Mi documentai e lessi molto sull’argomento. Confortato dalle testimonianze di prestigiosi scienziati e letterati – tra i quali Aldous Huxley e il premio Nobel per la chimica Kary Mullis, oltre che lo stesso Albert Hofmann, che usò l’LSD frequentemente per tutto il resto della sua vita senza che questo gli impedisse di raggiungere in buona salute i 102 anni di età –, mi convinsi che qualche gita in quelle lande proibite si poteva fare.

L’occasione si presentò durante una pigra estate in cui si era sparsa la voce che in città stava arrivando una partita di LSD affidabile e di qualità superiore. Produzione tedesca, probabilmente, visto che li chiamavano “acidi berlinesi”.

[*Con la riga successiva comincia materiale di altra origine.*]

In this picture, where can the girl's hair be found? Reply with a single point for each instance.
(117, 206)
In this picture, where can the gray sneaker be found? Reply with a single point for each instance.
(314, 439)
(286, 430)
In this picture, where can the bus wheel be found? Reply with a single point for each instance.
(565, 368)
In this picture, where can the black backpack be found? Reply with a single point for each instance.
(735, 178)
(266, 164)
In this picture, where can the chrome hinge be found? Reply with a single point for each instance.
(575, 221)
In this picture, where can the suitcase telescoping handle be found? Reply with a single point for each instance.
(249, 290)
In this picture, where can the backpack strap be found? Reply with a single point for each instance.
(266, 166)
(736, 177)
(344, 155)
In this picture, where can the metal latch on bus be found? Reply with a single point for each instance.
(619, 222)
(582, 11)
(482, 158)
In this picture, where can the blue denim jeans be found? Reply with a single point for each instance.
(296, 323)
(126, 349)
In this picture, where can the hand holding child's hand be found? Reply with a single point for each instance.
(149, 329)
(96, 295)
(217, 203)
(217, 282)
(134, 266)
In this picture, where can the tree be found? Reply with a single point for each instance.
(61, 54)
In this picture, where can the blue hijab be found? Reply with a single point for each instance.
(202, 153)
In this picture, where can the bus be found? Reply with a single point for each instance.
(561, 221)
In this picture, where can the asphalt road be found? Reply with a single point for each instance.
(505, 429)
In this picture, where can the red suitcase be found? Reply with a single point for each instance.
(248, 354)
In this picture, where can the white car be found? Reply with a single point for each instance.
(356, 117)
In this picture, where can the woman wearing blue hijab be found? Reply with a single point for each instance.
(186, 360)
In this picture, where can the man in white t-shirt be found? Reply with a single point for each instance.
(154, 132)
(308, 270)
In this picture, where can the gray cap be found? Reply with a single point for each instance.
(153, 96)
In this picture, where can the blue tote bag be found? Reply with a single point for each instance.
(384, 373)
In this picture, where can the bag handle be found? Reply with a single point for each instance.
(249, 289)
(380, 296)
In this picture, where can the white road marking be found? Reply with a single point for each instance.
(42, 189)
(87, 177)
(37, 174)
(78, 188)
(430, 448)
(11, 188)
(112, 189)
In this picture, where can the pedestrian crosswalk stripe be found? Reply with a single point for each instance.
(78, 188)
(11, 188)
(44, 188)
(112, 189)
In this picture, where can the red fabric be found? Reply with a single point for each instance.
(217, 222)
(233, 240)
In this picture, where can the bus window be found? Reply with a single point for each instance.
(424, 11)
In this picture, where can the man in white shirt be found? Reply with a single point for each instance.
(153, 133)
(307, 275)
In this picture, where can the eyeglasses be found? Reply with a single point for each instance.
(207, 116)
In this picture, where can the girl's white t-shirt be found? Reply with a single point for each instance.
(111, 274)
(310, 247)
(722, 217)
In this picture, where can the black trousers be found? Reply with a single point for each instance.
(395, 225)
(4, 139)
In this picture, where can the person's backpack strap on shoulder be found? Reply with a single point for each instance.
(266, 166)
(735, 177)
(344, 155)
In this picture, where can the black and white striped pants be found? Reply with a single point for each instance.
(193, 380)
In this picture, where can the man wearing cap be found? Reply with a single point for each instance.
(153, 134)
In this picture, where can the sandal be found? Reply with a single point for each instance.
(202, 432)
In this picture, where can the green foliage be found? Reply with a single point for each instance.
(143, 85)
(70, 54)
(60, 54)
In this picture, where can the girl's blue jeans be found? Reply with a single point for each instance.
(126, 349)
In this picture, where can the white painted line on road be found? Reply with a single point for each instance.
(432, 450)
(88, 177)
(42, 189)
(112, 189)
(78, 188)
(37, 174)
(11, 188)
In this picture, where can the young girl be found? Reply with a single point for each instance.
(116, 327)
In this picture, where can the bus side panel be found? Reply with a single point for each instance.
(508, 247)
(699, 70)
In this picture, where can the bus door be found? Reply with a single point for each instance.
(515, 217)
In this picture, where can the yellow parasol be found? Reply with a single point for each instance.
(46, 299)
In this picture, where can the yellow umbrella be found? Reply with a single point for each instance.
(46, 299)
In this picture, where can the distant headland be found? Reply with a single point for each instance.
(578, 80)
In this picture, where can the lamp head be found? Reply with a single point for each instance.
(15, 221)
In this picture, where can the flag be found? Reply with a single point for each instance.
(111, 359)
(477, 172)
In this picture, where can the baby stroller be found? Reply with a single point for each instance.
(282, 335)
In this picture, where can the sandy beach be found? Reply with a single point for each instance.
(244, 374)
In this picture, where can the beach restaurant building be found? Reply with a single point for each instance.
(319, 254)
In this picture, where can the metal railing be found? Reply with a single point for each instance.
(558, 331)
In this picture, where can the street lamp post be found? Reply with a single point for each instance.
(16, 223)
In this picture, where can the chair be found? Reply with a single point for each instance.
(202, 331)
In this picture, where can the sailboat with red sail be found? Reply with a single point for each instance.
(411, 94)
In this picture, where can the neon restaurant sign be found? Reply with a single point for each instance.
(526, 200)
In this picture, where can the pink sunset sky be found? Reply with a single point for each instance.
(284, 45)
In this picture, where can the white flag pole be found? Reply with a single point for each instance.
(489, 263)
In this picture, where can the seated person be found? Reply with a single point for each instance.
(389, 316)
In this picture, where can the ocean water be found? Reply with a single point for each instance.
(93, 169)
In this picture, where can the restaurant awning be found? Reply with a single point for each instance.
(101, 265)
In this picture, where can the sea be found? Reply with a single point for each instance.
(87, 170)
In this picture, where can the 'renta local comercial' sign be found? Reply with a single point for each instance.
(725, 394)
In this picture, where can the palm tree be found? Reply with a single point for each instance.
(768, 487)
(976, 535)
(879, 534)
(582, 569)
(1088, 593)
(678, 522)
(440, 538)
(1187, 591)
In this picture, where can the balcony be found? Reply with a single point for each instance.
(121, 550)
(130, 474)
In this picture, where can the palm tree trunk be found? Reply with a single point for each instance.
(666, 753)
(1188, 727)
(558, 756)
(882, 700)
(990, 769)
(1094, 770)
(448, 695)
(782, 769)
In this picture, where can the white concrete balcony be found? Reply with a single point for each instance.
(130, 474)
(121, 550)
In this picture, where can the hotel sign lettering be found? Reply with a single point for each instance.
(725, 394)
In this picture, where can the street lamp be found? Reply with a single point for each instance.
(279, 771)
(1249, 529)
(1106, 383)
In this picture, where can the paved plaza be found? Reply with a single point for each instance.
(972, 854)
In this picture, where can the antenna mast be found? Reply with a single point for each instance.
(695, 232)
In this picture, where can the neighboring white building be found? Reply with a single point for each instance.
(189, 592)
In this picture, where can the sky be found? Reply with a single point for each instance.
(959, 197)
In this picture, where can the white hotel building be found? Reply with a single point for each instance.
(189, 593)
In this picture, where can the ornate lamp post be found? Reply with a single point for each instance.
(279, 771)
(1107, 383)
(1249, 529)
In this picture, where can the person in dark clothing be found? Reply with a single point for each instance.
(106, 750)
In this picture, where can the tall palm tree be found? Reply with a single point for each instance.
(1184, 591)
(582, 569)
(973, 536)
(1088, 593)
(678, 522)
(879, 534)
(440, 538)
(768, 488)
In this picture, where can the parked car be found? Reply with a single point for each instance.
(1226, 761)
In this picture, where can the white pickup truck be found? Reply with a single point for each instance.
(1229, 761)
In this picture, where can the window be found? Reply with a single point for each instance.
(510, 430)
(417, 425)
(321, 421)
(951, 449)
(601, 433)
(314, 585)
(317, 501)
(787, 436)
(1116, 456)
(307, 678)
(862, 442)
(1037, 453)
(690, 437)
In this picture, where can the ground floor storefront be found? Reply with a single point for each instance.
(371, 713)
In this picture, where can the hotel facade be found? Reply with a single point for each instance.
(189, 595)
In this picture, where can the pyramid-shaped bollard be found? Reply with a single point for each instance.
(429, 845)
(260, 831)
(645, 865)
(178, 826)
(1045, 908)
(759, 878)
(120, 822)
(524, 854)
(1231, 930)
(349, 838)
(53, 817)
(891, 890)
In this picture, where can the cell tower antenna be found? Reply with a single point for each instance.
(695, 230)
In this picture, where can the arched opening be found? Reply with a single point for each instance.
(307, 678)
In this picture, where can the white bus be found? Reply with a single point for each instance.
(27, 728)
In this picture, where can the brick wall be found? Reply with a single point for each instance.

Mi aggregai a un gruppo di persone che avevano deciso di trascorrere una notte sulla spiaggia. Scoprii che solo pochi di noi avrebbero preso l’acido e immaginai che si trattasse di un accorgimento di buon senso: forse, per evitare che qualcuno si facesse male, era stato predisposto una specie di informale servizio di sorveglianza in modo che quelli che si astenevano avrebbero potuto tenere d’occhio i viaggiatori. La mia ottimistica supposizione iniziò a vacillare quando vidi che gli angeli custodi si stavano dedicando con abnegazione al confezionamento e alla degustazione di enormi cannoni di hashish. Più avanti avrei capito che anche tipi coriacei e abituati a ogni genere di stravizi preferivano tenersi alla larga dall’acido. Chi si diverte a prendere droghe non necessariamente è interessato all’LSD perché l’LSD, benché sia classificato come sostanza stupefacente, lo è quanto possono esserlo la meditazione, la psicanalisi o il sogno.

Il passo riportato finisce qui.